Informatica CEO on data integration market

29.08.2006
Longtime Oracle executive Sohaib Abbasi became CEO of data integration vendor Informatica Corp. in July 2004. The Redwood City, Calif.-based company's stock was tanking, and the company was losing money and market share, while business software and database vendors were also introducing their own data integration capabilities. Informatica is on its fifth straight quarter of better-than-20 percent year-over-year license growth and its sixth straight profitable quarter. Its stock price is up more than 140 percent. And the company is moving forward with new products such as an on-demand version of its flagship PowerCenter software to help it fend off competitors, Abbasi told Computerworld. Edited excerpts from the interview follow:

With so many other vendors now offering data integration software that they claim is the best fit with their business or database software, Informatica is one of the few remaining independents. Is that a good feeling? The ambitions of the database vendors are very different from ours. Most focus on enabling data to be migrated over to their own database. They are using it as leverage to grow their database sales. Our interests are aligned with our customers ' that is, neutrality across databases.

At least one of those vendors, Sybase Inc., however, recently announced plans to bring together a suite of data integration products that, while currently focused on a narrow area ' data replication ' does on paper appear to offer a broader suite than Informatica. After Sybase announced that they had bought Solonde AG, they sent a note to us reiterating their partnership with us. Solonde is suited for lower-end data integration projects. It does not provide the comprehensive offering that we do. Our suite automates the entire data integration life cycle. We provide connectivity to more sources of data than any other vendor. We enable access to all the mainframe sources, including IMS, IDMS, AS/400 ' the list goes on. We also provide profiling and data quality products, neither of which Sybase has announced. No one else comes even close to our breadth.

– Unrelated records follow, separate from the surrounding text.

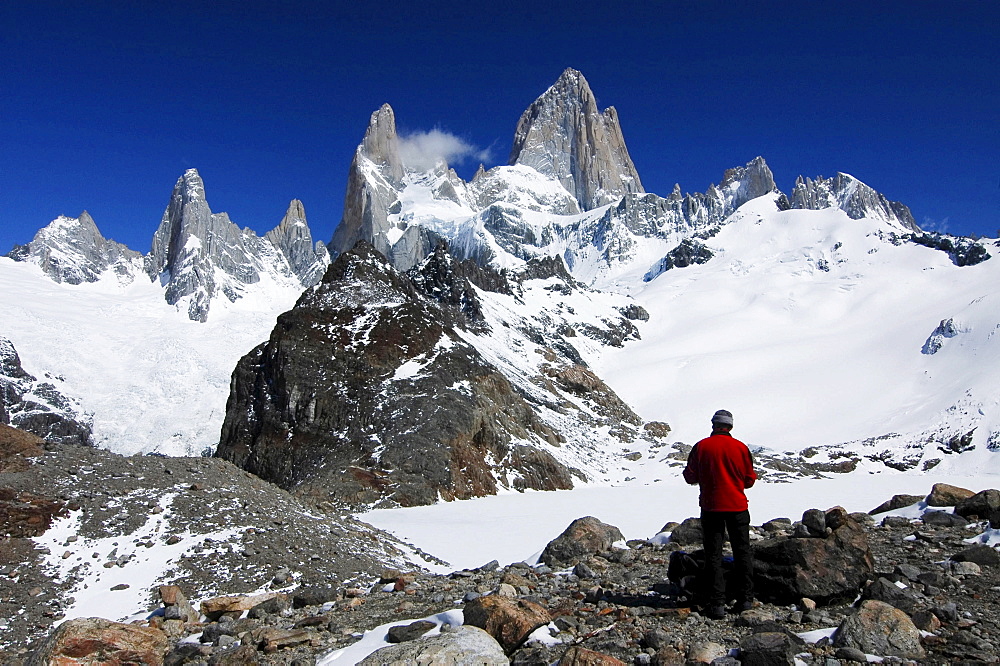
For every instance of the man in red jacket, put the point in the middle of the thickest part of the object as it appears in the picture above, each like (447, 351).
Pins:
(722, 466)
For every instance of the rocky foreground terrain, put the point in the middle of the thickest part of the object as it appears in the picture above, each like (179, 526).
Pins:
(290, 585)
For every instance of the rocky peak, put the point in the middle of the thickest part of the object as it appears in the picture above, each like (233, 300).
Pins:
(72, 250)
(293, 238)
(855, 198)
(563, 134)
(373, 183)
(436, 419)
(189, 246)
(741, 184)
(381, 144)
(37, 406)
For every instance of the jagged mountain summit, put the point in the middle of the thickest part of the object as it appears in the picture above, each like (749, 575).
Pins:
(570, 190)
(72, 250)
(197, 256)
(742, 251)
(562, 134)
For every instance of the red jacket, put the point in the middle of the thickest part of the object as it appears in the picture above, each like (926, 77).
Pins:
(723, 467)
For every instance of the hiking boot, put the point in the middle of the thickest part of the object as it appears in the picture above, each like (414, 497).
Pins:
(715, 612)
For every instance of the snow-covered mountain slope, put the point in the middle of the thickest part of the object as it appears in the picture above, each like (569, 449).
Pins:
(199, 257)
(820, 330)
(152, 379)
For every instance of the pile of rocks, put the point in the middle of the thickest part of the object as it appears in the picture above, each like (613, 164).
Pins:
(925, 594)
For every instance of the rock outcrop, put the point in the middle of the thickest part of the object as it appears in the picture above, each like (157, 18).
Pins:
(37, 406)
(563, 134)
(366, 393)
(849, 194)
(72, 250)
(373, 183)
(307, 260)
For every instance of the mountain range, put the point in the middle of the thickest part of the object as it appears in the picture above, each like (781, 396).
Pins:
(544, 324)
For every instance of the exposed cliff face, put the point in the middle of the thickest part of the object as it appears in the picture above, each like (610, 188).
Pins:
(373, 184)
(366, 392)
(853, 197)
(191, 243)
(563, 134)
(308, 261)
(72, 250)
(36, 406)
(199, 255)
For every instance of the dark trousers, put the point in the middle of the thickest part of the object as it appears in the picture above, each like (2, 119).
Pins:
(714, 525)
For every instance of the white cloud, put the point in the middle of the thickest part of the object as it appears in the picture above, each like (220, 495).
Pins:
(423, 150)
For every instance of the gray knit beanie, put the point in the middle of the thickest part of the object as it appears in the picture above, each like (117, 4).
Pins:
(723, 417)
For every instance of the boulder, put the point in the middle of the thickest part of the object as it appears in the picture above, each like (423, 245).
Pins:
(826, 570)
(705, 652)
(814, 521)
(769, 648)
(984, 504)
(880, 629)
(943, 494)
(93, 640)
(232, 605)
(905, 599)
(584, 536)
(943, 519)
(897, 502)
(510, 621)
(459, 646)
(176, 606)
(688, 533)
(578, 656)
(403, 633)
(981, 554)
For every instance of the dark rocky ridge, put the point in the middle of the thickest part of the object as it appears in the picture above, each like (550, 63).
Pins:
(603, 603)
(320, 409)
(36, 406)
(277, 541)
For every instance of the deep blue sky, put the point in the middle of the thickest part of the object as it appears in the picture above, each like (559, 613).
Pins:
(103, 105)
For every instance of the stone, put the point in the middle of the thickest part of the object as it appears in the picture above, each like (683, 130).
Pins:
(176, 605)
(815, 522)
(943, 519)
(272, 639)
(851, 654)
(965, 569)
(688, 533)
(578, 656)
(96, 640)
(985, 505)
(926, 620)
(943, 494)
(233, 605)
(409, 632)
(507, 620)
(463, 645)
(584, 536)
(240, 655)
(981, 554)
(770, 648)
(705, 652)
(825, 570)
(668, 656)
(276, 605)
(880, 629)
(314, 595)
(897, 502)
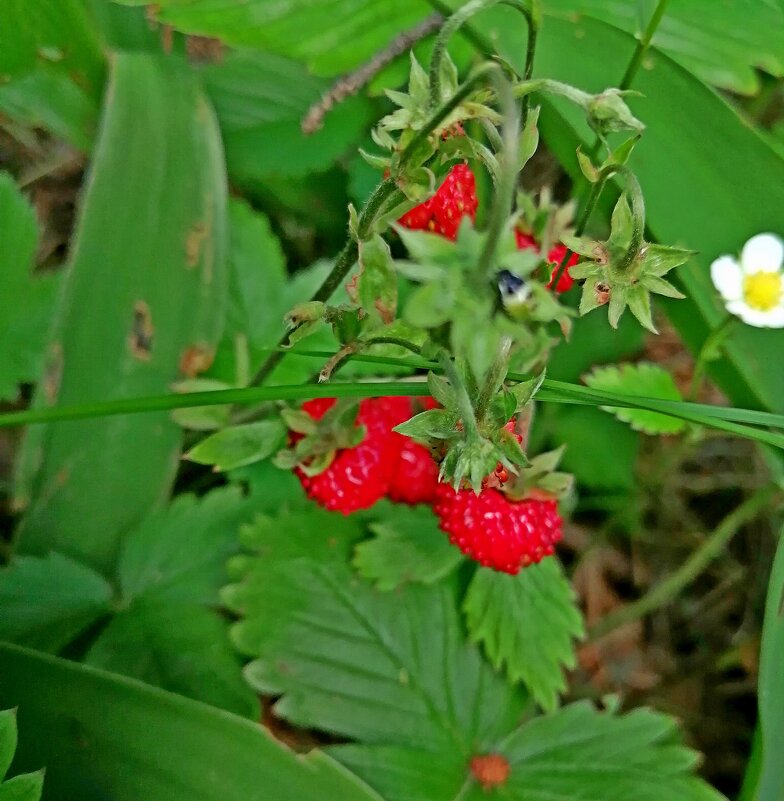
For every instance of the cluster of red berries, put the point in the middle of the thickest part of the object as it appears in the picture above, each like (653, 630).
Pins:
(491, 528)
(554, 257)
(442, 213)
(455, 199)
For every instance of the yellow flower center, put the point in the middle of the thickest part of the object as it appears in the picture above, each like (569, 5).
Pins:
(762, 291)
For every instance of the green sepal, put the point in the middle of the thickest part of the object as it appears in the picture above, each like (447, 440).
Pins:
(441, 390)
(430, 424)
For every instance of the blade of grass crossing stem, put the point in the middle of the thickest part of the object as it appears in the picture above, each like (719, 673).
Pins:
(151, 229)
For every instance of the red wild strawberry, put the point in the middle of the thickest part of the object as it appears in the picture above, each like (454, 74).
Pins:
(496, 531)
(416, 474)
(443, 212)
(555, 256)
(415, 479)
(358, 477)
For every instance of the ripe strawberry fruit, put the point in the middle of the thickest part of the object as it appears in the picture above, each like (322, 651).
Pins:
(443, 212)
(415, 477)
(358, 477)
(555, 256)
(496, 531)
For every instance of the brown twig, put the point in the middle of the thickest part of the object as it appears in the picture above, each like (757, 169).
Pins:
(352, 82)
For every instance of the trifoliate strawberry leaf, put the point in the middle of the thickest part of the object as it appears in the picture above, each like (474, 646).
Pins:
(527, 624)
(45, 602)
(168, 630)
(26, 786)
(641, 380)
(393, 670)
(238, 446)
(407, 547)
(382, 667)
(574, 753)
(26, 301)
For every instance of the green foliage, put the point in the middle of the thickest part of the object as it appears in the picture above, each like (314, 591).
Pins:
(771, 687)
(644, 380)
(695, 34)
(105, 736)
(407, 546)
(261, 99)
(53, 67)
(27, 786)
(119, 332)
(393, 670)
(331, 37)
(26, 301)
(46, 602)
(527, 624)
(692, 205)
(238, 446)
(167, 630)
(576, 752)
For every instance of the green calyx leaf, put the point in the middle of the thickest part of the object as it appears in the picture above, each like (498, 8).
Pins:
(608, 113)
(642, 380)
(375, 286)
(407, 546)
(429, 425)
(337, 429)
(238, 446)
(27, 786)
(527, 624)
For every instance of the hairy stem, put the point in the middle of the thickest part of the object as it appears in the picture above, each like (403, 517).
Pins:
(467, 415)
(530, 10)
(507, 180)
(675, 583)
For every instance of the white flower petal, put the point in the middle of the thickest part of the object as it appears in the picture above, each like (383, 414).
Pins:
(727, 277)
(763, 253)
(773, 318)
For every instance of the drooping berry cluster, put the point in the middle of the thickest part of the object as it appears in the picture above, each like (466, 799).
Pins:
(492, 528)
(442, 213)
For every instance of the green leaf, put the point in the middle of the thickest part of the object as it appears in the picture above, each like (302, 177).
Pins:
(167, 630)
(107, 736)
(7, 740)
(581, 753)
(643, 380)
(239, 445)
(573, 753)
(118, 331)
(201, 418)
(771, 686)
(46, 602)
(52, 63)
(695, 34)
(387, 668)
(586, 432)
(26, 787)
(407, 547)
(182, 648)
(26, 301)
(718, 196)
(527, 624)
(261, 100)
(377, 280)
(333, 37)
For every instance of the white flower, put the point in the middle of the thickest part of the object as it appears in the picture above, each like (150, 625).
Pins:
(754, 288)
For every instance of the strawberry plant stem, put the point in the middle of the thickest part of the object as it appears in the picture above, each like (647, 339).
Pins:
(343, 263)
(675, 583)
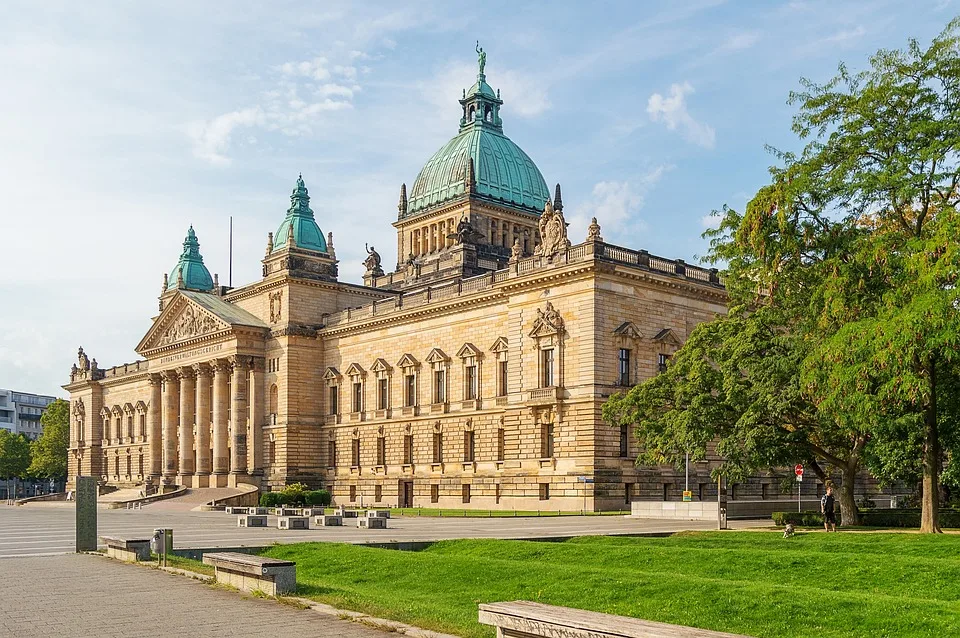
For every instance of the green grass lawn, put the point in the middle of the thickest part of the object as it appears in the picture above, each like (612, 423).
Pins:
(756, 583)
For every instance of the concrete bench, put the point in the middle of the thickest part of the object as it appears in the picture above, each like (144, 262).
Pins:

How do you rate your capabilities in cleaning data and ensuring its quality compared to your competition? Most data quality vendors started in postal automation. They looked just at names and addresses. Our approach starts with financial data and employee data. Banks might need to comply with Basel II rules or do anti-money-laundering. There are consumer-packaged goods companies using it for product data. And we have dozens of customers using it for traditional name-and-address cleansing. We also measure quality six different ways. And our approach is more versatile and the most modern of the offerings out there.

Will data integration software kill the enterprise application integration (EAI) market? No. EAI vendors help customers integrate transactional systems so that they can post data consistently in multiple systems. If you look at the features they've touted over the years, they include guaranteed message delivery and transactional integrity.

We, on the other hand, help customers gain an accurate and holistic view of all their information. The features we talk about are near-universal access to data across all of these systems, data quality, data integration, etc. So we help our customers address distinctly different challenges. We have joint customers with EAI vendors. We use the message bus provided by the EAI vendors as a source of data for real-time data warehouses. There have been some vendors that tried to cross over to the other side and make claims. We are not one of them.

You released Version 8 of PowerCenter in the spring of this year. What has been the uptake? Who are some of your customers? We are very pleased with the uptake. One of our new features is support for unstructured data. We enable customers to integrate data, not just stored in databases and file systems, but also in Microsoft Office formats and even PDF documents. American Express is using it to integrate Excel data that stores data about members who hold certain branded cards. They want to aggregate that information on members with other member data, meaning they need to draw from Excel spreadsheets as well as more traditional databases.

Another customer is stereo maker, Bose Corp. It is migrating off legacy data sources and toward SAP. Modernization is a big driver for us. Post M&A integration, especially in the financial services and pharmaceutical industry, is also bringing customers. Semex, the second-largest cement manufacturer in Mexico, merged with RMC Group in the U.K. last year. They wanted to reduce the time to integrate systems by six months because it would be worth $100 million to them. Using Informatica, they intend to meet that goal.

What is your on-demand strategy? How do you avoid competing with your existing channel partners? On-demand is complementary and incremental to our partners. We first provided connectivity to Salesforce.com. Then we want to make data integration a feature for other hosted service providers. NetSuite is already one of our partners. We have a long history with Siebel. We are in discussions with them to extend our hosted offering to Siebel-On-Demand as well. Eventually, we plan to offer our platform entirely as a software-as-a-service. This is all to help us go out of the enterprise arena.

There are very few open-source data integration vendors. Why? Given the nature of data integration, you need to have knowledge of a lot of different systems, including very old mainframe computers. This is specialized knowledge that few open-source data integration companies have.

Have you entertained any buyout offers recently? If Ab Initio were sold, would that make you take a buyout offer more seriously? We are singularly focused on data integration and on our sustained execution. Obviously though, because we're a publicly traded company, we take our requirements to keep the perspective of investors in mind very seriously.